Publication date: Available online 6 August 2018
Source: Cortex
Author(s): J. Towler, K. Fisher, M. Eimer
Abstract
Individuals with developmental prosopagnosia (DP) have severe difficulties recognising familiar faces. A current debate is whether these face recognition impairments derive from problems with face perception and in particular whether individuals with DP cannot utilize holistic representations of individual faces.

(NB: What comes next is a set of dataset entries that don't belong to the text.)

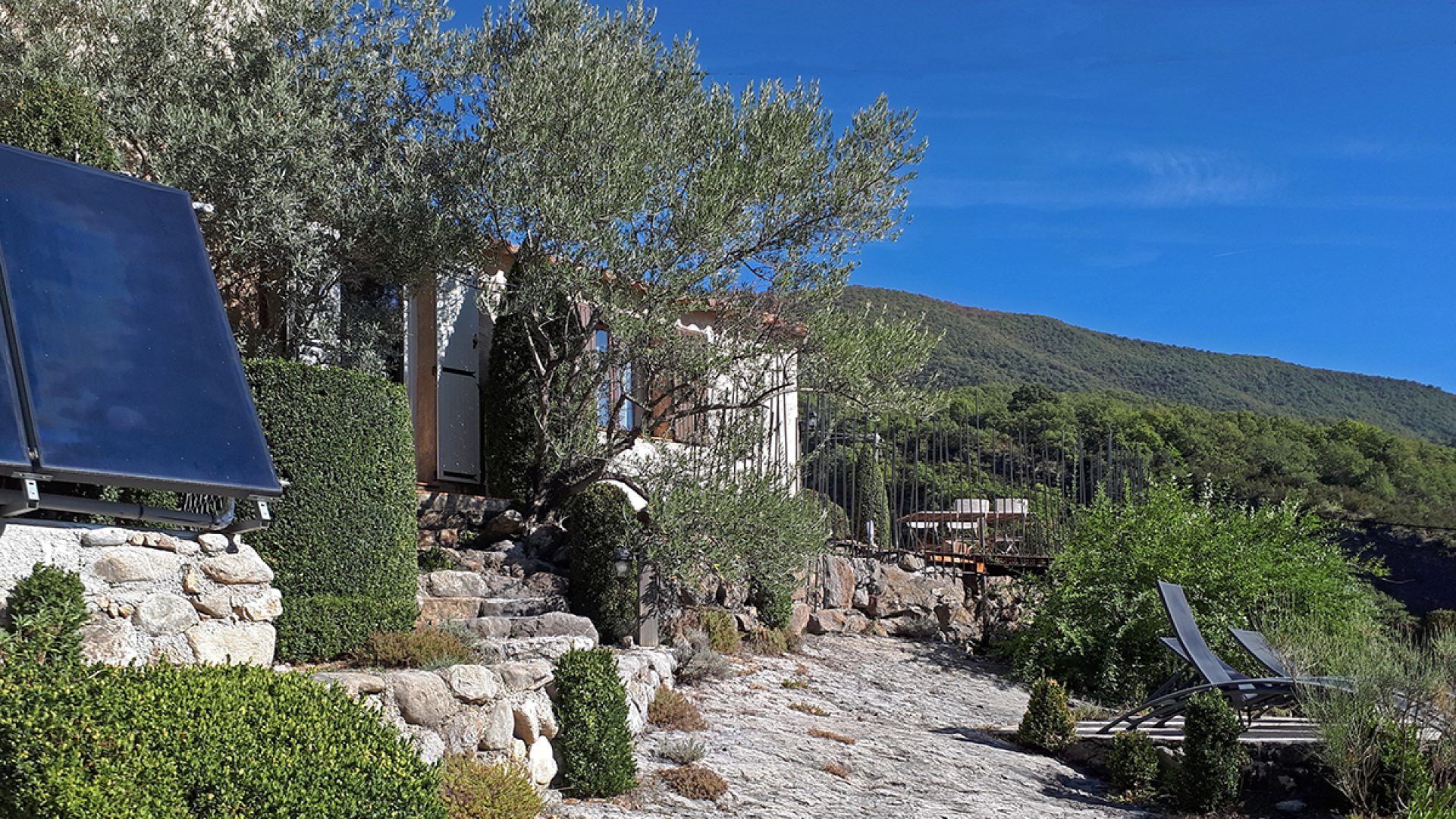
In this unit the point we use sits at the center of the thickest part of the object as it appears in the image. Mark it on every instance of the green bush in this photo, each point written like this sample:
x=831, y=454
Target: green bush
x=58, y=121
x=595, y=739
x=213, y=741
x=46, y=611
x=1133, y=763
x=1401, y=770
x=1100, y=624
x=1209, y=776
x=1047, y=725
x=599, y=523
x=775, y=602
x=343, y=541
x=475, y=790
x=419, y=649
x=721, y=629
x=511, y=433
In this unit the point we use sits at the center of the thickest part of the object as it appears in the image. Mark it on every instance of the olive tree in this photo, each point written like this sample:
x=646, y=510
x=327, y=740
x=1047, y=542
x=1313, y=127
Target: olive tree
x=707, y=231
x=319, y=133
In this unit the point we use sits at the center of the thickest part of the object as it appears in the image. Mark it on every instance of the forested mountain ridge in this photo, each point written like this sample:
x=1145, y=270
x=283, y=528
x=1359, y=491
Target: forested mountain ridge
x=989, y=346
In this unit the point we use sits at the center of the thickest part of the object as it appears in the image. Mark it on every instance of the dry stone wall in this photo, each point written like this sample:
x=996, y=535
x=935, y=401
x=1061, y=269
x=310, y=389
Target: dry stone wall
x=858, y=595
x=498, y=711
x=172, y=596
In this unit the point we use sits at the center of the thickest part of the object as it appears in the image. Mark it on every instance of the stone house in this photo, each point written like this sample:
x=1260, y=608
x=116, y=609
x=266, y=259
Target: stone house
x=447, y=347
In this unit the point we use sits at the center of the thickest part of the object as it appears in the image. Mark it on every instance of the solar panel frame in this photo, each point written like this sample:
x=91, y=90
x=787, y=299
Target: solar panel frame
x=202, y=347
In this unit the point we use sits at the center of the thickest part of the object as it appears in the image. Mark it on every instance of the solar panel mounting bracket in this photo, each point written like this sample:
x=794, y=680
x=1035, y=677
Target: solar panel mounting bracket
x=28, y=500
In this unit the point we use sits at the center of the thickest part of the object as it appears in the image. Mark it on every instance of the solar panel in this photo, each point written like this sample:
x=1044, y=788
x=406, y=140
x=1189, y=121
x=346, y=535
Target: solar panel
x=14, y=457
x=130, y=371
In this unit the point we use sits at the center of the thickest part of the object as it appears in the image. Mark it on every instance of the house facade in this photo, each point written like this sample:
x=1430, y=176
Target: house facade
x=447, y=347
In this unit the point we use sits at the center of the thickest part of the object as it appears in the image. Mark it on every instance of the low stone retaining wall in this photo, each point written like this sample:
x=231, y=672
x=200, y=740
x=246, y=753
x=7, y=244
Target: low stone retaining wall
x=171, y=596
x=498, y=711
x=856, y=595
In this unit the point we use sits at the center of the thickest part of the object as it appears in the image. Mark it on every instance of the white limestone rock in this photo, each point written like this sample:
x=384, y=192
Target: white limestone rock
x=261, y=610
x=237, y=643
x=131, y=564
x=472, y=684
x=166, y=614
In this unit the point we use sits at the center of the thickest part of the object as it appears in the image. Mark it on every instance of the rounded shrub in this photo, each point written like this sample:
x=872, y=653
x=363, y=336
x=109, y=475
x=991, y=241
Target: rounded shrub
x=57, y=120
x=599, y=523
x=1209, y=777
x=213, y=741
x=595, y=739
x=775, y=602
x=721, y=629
x=46, y=613
x=1047, y=726
x=343, y=541
x=1133, y=763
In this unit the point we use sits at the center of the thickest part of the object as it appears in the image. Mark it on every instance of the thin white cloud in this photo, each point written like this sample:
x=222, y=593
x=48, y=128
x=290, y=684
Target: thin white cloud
x=1180, y=178
x=1145, y=178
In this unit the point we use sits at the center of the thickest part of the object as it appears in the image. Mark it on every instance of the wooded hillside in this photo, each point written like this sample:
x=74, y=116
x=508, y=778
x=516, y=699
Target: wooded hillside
x=987, y=346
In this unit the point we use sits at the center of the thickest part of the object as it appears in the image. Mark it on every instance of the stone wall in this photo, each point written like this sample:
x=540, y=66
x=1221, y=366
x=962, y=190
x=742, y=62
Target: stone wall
x=171, y=596
x=498, y=711
x=854, y=595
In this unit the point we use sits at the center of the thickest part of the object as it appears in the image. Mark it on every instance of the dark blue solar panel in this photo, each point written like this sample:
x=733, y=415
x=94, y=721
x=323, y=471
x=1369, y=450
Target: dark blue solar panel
x=130, y=365
x=12, y=431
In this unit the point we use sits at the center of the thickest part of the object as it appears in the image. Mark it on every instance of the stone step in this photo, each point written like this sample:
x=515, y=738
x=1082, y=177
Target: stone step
x=492, y=586
x=441, y=610
x=520, y=607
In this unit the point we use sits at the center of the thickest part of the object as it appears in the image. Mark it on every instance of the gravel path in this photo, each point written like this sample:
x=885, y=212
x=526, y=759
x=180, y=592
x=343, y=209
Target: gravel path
x=913, y=711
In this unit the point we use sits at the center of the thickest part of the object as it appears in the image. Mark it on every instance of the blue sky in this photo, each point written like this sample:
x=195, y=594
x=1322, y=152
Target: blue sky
x=1247, y=177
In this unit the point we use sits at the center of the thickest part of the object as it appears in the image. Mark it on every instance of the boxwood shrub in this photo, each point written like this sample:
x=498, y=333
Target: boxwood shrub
x=599, y=522
x=343, y=541
x=215, y=741
x=595, y=739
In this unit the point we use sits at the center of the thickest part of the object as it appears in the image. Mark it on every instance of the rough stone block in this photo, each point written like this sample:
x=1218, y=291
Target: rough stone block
x=237, y=569
x=220, y=643
x=422, y=697
x=472, y=684
x=131, y=564
x=166, y=614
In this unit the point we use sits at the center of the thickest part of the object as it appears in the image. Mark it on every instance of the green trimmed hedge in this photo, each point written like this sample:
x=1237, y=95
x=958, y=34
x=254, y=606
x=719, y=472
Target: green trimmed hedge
x=343, y=541
x=213, y=741
x=599, y=522
x=58, y=121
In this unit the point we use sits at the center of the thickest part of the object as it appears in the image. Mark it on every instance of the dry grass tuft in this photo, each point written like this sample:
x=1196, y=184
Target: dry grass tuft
x=673, y=711
x=823, y=733
x=695, y=781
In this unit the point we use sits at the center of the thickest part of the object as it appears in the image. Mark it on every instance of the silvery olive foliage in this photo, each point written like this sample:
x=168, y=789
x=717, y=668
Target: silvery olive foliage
x=319, y=133
x=351, y=150
x=708, y=229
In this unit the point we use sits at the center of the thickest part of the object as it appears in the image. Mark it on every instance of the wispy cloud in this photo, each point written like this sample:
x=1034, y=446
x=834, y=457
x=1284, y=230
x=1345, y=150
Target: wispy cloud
x=1178, y=178
x=1120, y=260
x=1144, y=178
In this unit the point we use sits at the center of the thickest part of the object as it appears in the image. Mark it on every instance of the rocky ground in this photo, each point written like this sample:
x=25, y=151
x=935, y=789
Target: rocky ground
x=915, y=713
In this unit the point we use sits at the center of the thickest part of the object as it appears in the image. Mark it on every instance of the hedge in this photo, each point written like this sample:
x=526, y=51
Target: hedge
x=343, y=541
x=599, y=523
x=212, y=741
x=58, y=121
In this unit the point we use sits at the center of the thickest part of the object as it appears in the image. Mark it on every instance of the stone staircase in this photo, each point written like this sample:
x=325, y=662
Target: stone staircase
x=514, y=618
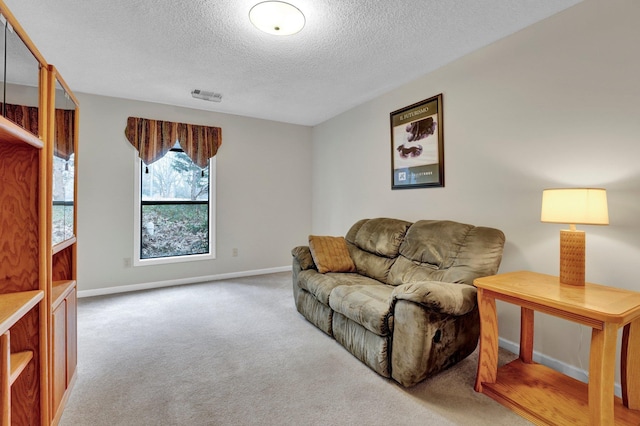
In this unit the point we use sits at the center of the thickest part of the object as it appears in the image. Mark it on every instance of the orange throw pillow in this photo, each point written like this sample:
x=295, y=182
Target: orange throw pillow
x=330, y=254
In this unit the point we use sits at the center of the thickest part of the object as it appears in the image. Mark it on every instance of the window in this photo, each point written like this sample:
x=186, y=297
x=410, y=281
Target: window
x=175, y=210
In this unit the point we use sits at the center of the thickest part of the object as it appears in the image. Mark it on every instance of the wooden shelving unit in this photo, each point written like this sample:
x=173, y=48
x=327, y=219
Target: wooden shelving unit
x=38, y=319
x=23, y=319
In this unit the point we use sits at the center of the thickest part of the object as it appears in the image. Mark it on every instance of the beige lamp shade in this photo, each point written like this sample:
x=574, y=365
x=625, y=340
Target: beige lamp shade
x=587, y=206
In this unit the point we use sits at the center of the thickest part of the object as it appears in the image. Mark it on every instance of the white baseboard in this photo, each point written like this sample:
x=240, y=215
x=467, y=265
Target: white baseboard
x=181, y=281
x=562, y=367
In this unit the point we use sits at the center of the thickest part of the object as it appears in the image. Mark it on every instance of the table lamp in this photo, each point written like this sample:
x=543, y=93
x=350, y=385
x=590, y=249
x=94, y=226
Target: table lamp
x=586, y=206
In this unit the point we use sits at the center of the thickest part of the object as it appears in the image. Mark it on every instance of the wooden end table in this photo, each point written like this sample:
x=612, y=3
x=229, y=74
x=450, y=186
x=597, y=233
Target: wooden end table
x=542, y=394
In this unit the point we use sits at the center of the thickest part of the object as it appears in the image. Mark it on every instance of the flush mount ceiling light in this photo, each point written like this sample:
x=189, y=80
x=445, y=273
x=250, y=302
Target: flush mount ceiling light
x=277, y=17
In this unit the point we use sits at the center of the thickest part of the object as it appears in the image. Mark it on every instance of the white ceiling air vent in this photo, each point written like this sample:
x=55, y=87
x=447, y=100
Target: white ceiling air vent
x=207, y=96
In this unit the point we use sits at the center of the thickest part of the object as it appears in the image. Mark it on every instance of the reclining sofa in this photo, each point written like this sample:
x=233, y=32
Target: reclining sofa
x=398, y=295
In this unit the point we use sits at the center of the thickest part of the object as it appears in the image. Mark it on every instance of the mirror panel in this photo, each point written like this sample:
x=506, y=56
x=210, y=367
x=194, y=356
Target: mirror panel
x=63, y=166
x=20, y=76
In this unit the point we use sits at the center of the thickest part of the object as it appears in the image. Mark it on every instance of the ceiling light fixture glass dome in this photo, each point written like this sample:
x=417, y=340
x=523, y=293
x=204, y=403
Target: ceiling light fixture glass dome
x=277, y=17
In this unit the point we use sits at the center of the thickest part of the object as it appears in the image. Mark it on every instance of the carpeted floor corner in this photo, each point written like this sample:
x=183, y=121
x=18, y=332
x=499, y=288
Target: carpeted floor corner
x=236, y=352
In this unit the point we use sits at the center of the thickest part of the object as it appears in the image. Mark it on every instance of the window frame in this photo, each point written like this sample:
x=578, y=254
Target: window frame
x=137, y=207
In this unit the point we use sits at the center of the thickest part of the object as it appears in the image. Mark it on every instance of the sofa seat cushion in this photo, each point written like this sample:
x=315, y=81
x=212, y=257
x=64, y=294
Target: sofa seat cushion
x=330, y=254
x=320, y=285
x=367, y=305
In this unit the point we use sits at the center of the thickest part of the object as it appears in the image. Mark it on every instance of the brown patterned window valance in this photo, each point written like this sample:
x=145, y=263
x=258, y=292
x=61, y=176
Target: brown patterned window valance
x=154, y=138
x=27, y=118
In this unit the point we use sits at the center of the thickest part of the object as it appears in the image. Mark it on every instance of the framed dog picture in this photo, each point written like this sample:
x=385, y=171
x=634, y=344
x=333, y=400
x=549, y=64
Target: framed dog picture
x=417, y=145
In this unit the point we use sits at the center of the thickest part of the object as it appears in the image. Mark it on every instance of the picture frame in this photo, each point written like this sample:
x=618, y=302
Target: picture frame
x=417, y=145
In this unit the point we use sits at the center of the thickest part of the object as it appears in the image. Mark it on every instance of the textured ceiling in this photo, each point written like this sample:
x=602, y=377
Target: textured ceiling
x=349, y=52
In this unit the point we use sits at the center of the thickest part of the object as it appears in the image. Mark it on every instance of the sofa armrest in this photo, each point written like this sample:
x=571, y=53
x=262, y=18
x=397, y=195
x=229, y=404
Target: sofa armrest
x=442, y=297
x=302, y=254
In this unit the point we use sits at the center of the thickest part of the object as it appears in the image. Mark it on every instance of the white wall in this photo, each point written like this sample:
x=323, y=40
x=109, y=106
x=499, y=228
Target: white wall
x=262, y=195
x=551, y=106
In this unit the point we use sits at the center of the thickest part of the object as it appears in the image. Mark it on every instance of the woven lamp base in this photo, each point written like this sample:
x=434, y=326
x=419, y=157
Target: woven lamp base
x=572, y=250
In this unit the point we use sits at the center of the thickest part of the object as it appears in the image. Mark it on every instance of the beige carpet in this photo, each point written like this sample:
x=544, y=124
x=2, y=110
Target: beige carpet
x=236, y=352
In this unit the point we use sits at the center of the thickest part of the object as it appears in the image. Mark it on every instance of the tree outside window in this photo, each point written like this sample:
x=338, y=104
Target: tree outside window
x=174, y=207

To assess this hypothesis, we recorded event-related potentials (ERPs) during a sequential face identity matching task where successively presented pairs of upright faces were either identical or differed with respect to their internal features, their external features, or both. Participants with DP and age-matched controls reported on each trial whether the face pair was identical or different. To track the activation of cortical visual face memory representations, we measured N250r components over posterior face-selective regions. N250r components to full face repetitions were strongly attenuated for DPs as compared to control participants, indicating impaired face identity matching processes in DP. In the Control group, the N250r to full face repetitions was superadditive (i.e., larger than the sum of the two N250r components to partial repetitions of external or internal features). This demonstrates that holistic face representations were involved in identity matching processes. In the DP group, N250r components to full and partial identity repetitions were strictly additive, indicating that the identity matching of external and internal features operated in an entirely part-based fashion, without any involvement of holistic representations. In line with this conclusion, DPs also made a disproportionate number of errors on partial repetition trials, where they often failed to report a change of internal facial features. This suggests an atypical strategy for encoding external features as cues to identity in DP. These results provide direct electrophysiological and behavioural evidence for qualitative differences in the representation of face identity in the occipital-temporal face processing system in developmental prosopagnosia.